Counsel for appellant objected to the above argument at the time it was made and the trial court overruled the objection. In the case of Lottman v. Cuilla, 288 S.W. 123, 124, the Commission of Appeals had before it a case in which the disputed issue was whether the accidental injury to plaintiff had occurred on a sidewalk in front of the defendant's place of business. The plaintiff had so testified. There was evidence that one Walker had given aid to her at the time and place of her injury. Walker was summoned by the plaintiff as a witness but did not arrive until after the plaintiff had closed her case and hence was not given an opportunity to testify. The defendant rested without *747 introducing any evidence. A judgment for the plaintiff in that case was reversed because counsel for plaintiff made the following argument to the jury: "If the defendant had any doubt about the place knowing that Walker was a witness, they would have ascertained whether he fixed the place at the same place Mrs. Cuilla did or not, and, if it was not at this place, Mr. Walker would have been here testifying for them that it was at another and different place. * * * Yes, Mr. DeLange, you may have your bill; but you cannot mislead this jury, and undertake to make them decide that this injury did not occur in front of your client's property, by attempting to have them guess at it, when you knew Walker had been summoned as a witness in this case, and that he was familiar with the place, and, that, if it was not in front of that property, you could prove by him it was not, and you would have done it. Why didn't you place him on the stand, and have him give the jury his version, and not ask the jury to guess at it?"

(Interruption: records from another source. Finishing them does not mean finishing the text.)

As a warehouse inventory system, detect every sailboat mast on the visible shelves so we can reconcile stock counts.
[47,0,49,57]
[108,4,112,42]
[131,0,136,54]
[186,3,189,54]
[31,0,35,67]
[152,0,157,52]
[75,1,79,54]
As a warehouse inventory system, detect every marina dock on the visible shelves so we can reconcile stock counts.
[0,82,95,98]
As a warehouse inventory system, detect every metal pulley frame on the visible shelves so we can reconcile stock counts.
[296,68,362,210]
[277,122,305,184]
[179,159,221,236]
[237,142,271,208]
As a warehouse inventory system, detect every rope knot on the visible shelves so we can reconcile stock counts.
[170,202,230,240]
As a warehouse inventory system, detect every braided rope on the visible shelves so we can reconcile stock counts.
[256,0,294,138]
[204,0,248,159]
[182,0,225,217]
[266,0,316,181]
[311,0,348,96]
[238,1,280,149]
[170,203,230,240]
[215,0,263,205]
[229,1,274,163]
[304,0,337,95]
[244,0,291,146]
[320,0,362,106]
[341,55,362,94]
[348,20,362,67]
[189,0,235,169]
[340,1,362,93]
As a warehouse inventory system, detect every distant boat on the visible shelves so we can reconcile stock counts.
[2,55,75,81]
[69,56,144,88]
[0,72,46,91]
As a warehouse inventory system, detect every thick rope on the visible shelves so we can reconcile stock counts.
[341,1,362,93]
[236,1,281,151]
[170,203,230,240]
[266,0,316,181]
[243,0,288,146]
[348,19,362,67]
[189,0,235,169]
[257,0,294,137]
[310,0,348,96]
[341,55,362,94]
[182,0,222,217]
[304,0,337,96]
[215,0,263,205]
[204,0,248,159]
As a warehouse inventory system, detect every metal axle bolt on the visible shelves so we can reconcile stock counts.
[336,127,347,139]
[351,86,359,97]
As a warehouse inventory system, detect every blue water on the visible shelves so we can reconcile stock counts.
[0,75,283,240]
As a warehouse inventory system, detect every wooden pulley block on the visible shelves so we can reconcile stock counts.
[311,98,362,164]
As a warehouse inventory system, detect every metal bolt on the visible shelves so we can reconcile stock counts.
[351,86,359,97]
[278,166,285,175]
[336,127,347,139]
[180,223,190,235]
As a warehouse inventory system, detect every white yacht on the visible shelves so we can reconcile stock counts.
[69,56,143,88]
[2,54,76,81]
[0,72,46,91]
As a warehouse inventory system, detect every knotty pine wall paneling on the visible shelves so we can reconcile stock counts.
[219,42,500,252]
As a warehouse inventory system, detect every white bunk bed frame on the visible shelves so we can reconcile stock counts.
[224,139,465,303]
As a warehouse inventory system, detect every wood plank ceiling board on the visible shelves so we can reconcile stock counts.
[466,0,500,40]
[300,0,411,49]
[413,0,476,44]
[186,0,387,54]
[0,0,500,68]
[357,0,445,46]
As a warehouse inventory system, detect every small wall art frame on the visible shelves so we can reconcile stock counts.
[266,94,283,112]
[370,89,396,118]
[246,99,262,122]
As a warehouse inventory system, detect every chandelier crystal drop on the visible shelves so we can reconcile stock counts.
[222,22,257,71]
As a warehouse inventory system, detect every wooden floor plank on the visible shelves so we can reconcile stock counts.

In reversing the case, the court said: "The effect of the argument clearly was to invoke the aid of the supposed testimony of Walker, in corroboration of plaintiff."

While we do not fully agree with the holding of the Commission of Appeals in the above case, we do feel that we are bound thereby, and, for that reason, must reverse the judgment of the lower court on account of the argument here complained of. See, also, the following cases in support of appellant's contention: Traders General Insurance Co. v. Crouch, Tex.Civ.App. 113 S.W.2d 650, par. 9, and authorities there cited; Liberty Mutual Insurance Co. v. McDaniel, Tex.Civ.App.102 S.W.2d 493, 497, par. 4; San Antonio Public Service Co. v. Smith, Tex.Civ.App. 57 S.W.2d 179, par. 1.

The testimony showed without dispute that the injured employee at the time of his injury, if any, was working in a bakery without having in his possession a certificate of good health, as required by Vernon's Penal Code, Art. 705c. In the case of Traders Genera1 Insurance Co. v. Rogers, Tex.Civ.App. 119 S.W.2d 679, the Fort Worth court held that such a state of facts barred a right of recovery to an employee for injuries sustained in the course of his employment, but the Supreme Court granted a writ of error in that case and has not yet decided the question. It would serve no useful purpose for us to discuss the question at this time, and consequently we refrain from doing so. The question will likely be decided by the Supreme Court before the case reaches us again.

On account of the error above referred to, the judgment of the trial court is reversed and the cause is remanded for a new trial.

TIREY, J., took no part in the consideration and disposition of this case.